Don’t judge this disc by its cover. The artwork is the usual moody monochrome of a young soloist in a vaguely industrial setting – so far, so contemporary. But the contents are something else entirely: music chosen by Peter Moore because, he says, it ‘feels special to me’ and which, taken together, portrays a young trombonist with a deeply romantic soul.
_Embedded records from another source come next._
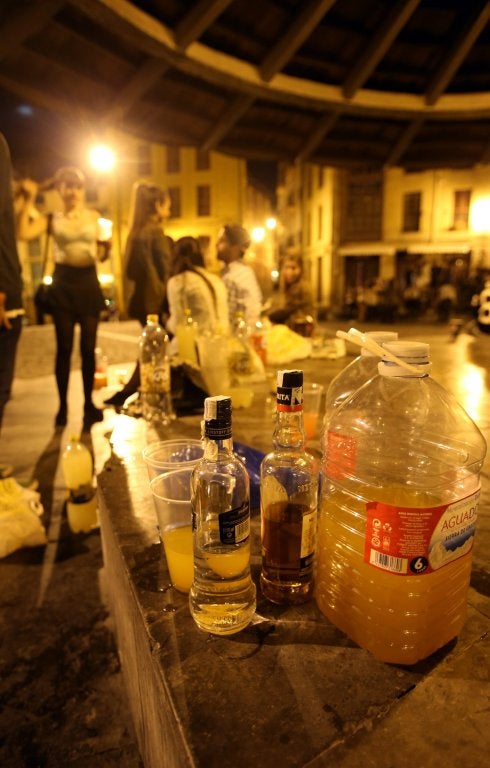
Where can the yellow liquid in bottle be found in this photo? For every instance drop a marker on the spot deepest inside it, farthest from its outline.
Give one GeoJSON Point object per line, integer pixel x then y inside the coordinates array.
{"type": "Point", "coordinates": [177, 544]}
{"type": "Point", "coordinates": [229, 564]}
{"type": "Point", "coordinates": [399, 619]}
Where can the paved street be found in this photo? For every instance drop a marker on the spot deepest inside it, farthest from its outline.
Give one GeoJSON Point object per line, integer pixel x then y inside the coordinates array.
{"type": "Point", "coordinates": [61, 691]}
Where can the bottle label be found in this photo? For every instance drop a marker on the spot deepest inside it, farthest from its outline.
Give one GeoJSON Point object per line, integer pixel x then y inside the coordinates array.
{"type": "Point", "coordinates": [410, 541]}
{"type": "Point", "coordinates": [234, 525]}
{"type": "Point", "coordinates": [82, 493]}
{"type": "Point", "coordinates": [308, 536]}
{"type": "Point", "coordinates": [289, 399]}
{"type": "Point", "coordinates": [340, 456]}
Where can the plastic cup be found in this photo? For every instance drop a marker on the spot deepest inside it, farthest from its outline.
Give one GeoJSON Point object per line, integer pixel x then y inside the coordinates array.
{"type": "Point", "coordinates": [172, 497]}
{"type": "Point", "coordinates": [165, 455]}
{"type": "Point", "coordinates": [312, 402]}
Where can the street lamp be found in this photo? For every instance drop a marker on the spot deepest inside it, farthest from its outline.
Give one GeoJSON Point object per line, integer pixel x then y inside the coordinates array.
{"type": "Point", "coordinates": [102, 158]}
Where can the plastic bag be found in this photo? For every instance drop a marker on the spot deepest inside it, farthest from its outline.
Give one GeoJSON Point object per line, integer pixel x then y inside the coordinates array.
{"type": "Point", "coordinates": [20, 509]}
{"type": "Point", "coordinates": [285, 346]}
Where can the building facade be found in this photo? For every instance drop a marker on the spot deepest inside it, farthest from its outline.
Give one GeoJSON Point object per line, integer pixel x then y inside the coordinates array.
{"type": "Point", "coordinates": [387, 231]}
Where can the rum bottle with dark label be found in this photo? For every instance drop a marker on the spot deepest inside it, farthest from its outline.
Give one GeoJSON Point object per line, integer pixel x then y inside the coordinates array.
{"type": "Point", "coordinates": [288, 501]}
{"type": "Point", "coordinates": [222, 596]}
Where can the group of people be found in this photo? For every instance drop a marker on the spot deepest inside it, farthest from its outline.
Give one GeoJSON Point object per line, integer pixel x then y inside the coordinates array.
{"type": "Point", "coordinates": [168, 278]}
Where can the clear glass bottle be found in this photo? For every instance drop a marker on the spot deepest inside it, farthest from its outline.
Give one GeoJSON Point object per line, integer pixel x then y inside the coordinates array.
{"type": "Point", "coordinates": [222, 596]}
{"type": "Point", "coordinates": [77, 467]}
{"type": "Point", "coordinates": [239, 353]}
{"type": "Point", "coordinates": [398, 510]}
{"type": "Point", "coordinates": [186, 332]}
{"type": "Point", "coordinates": [288, 501]}
{"type": "Point", "coordinates": [100, 375]}
{"type": "Point", "coordinates": [155, 388]}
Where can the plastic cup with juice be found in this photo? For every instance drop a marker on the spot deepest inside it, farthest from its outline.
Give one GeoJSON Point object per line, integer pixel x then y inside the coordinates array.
{"type": "Point", "coordinates": [172, 497]}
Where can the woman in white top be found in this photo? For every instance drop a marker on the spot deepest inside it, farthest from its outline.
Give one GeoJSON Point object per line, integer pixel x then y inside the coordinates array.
{"type": "Point", "coordinates": [194, 288]}
{"type": "Point", "coordinates": [76, 296]}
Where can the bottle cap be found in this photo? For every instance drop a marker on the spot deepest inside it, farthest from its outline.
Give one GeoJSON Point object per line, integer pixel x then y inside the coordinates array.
{"type": "Point", "coordinates": [289, 391]}
{"type": "Point", "coordinates": [416, 353]}
{"type": "Point", "coordinates": [380, 337]}
{"type": "Point", "coordinates": [291, 379]}
{"type": "Point", "coordinates": [217, 417]}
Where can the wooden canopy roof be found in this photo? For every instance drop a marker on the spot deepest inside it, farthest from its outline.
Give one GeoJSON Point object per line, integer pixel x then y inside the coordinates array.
{"type": "Point", "coordinates": [353, 83]}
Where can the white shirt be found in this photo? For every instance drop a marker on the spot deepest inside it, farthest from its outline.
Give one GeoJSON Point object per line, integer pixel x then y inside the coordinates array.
{"type": "Point", "coordinates": [189, 290]}
{"type": "Point", "coordinates": [75, 237]}
{"type": "Point", "coordinates": [243, 292]}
There’s something disarmingly likeable about an artist who feels as warmly about, say, Thoughts of Love – a sugar-coated concert waltz by Arthur Pryor, formerly of Sousa’s band – as he does about Mahler’s ‘Urlicht’, and who plays both with such genuine sympathy.
Moore is helped at every stage of the way by his duet partner, James Baillieu – who supports him with the same sensitivity to mood and colour that he brings to Lieder. And this is a real partnership: the way Baillieu teases gently at the piano part of the slow movement from Rachmaninov’s Cello Sonata, or generates a hushed, pregnant space at the opening of Brahms’s Op 121 songs, very audibly gives Moore something to work with and helps shape the direction of his long, carefully phrased lines.
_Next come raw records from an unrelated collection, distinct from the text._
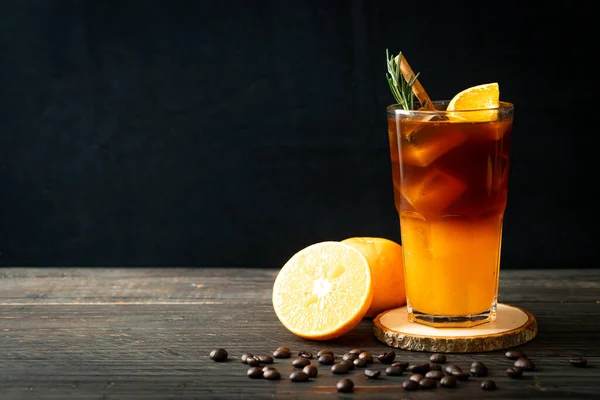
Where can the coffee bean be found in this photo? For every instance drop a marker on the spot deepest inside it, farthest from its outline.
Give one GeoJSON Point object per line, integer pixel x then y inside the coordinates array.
{"type": "Point", "coordinates": [578, 362]}
{"type": "Point", "coordinates": [488, 385]}
{"type": "Point", "coordinates": [372, 374]}
{"type": "Point", "coordinates": [419, 368]}
{"type": "Point", "coordinates": [428, 383]}
{"type": "Point", "coordinates": [219, 355]}
{"type": "Point", "coordinates": [402, 364]}
{"type": "Point", "coordinates": [311, 371]}
{"type": "Point", "coordinates": [325, 359]}
{"type": "Point", "coordinates": [525, 364]}
{"type": "Point", "coordinates": [300, 362]}
{"type": "Point", "coordinates": [255, 372]}
{"type": "Point", "coordinates": [360, 362]}
{"type": "Point", "coordinates": [365, 355]}
{"type": "Point", "coordinates": [394, 371]}
{"type": "Point", "coordinates": [245, 357]}
{"type": "Point", "coordinates": [449, 368]}
{"type": "Point", "coordinates": [271, 374]}
{"type": "Point", "coordinates": [305, 354]}
{"type": "Point", "coordinates": [478, 369]}
{"type": "Point", "coordinates": [387, 357]}
{"type": "Point", "coordinates": [514, 354]}
{"type": "Point", "coordinates": [461, 376]}
{"type": "Point", "coordinates": [514, 372]}
{"type": "Point", "coordinates": [345, 385]}
{"type": "Point", "coordinates": [265, 359]}
{"type": "Point", "coordinates": [299, 376]}
{"type": "Point", "coordinates": [437, 375]}
{"type": "Point", "coordinates": [321, 352]}
{"type": "Point", "coordinates": [410, 385]}
{"type": "Point", "coordinates": [438, 358]}
{"type": "Point", "coordinates": [252, 361]}
{"type": "Point", "coordinates": [349, 363]}
{"type": "Point", "coordinates": [448, 382]}
{"type": "Point", "coordinates": [340, 368]}
{"type": "Point", "coordinates": [282, 353]}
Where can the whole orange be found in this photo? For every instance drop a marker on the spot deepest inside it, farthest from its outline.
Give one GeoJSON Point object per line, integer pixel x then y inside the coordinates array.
{"type": "Point", "coordinates": [387, 272]}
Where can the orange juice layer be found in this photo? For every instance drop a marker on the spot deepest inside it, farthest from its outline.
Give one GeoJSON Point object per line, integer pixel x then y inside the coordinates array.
{"type": "Point", "coordinates": [452, 263]}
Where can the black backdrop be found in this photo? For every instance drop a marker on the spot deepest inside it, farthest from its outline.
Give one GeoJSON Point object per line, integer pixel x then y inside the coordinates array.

The Brahms, Bruch and Mahler transcriptions, with their prevailingly sombre atmosphere, perhaps convince more fully than Schumann’s more mercurial Fantasiestücke – though Moore and Baillieu find something distinctive to say in everything here. I hope Moore will take it as the compliment that’s intended when I say that his pianissimo tone in the Schumann is reminiscent of a horn. And that the two ‘lollipops’ – the Pryor and the amusingly jaunty Concerto by Friedebald Gräfe – have just as much character, providing enjoyable contrast in a predominantly serious (though always beautiful) recital.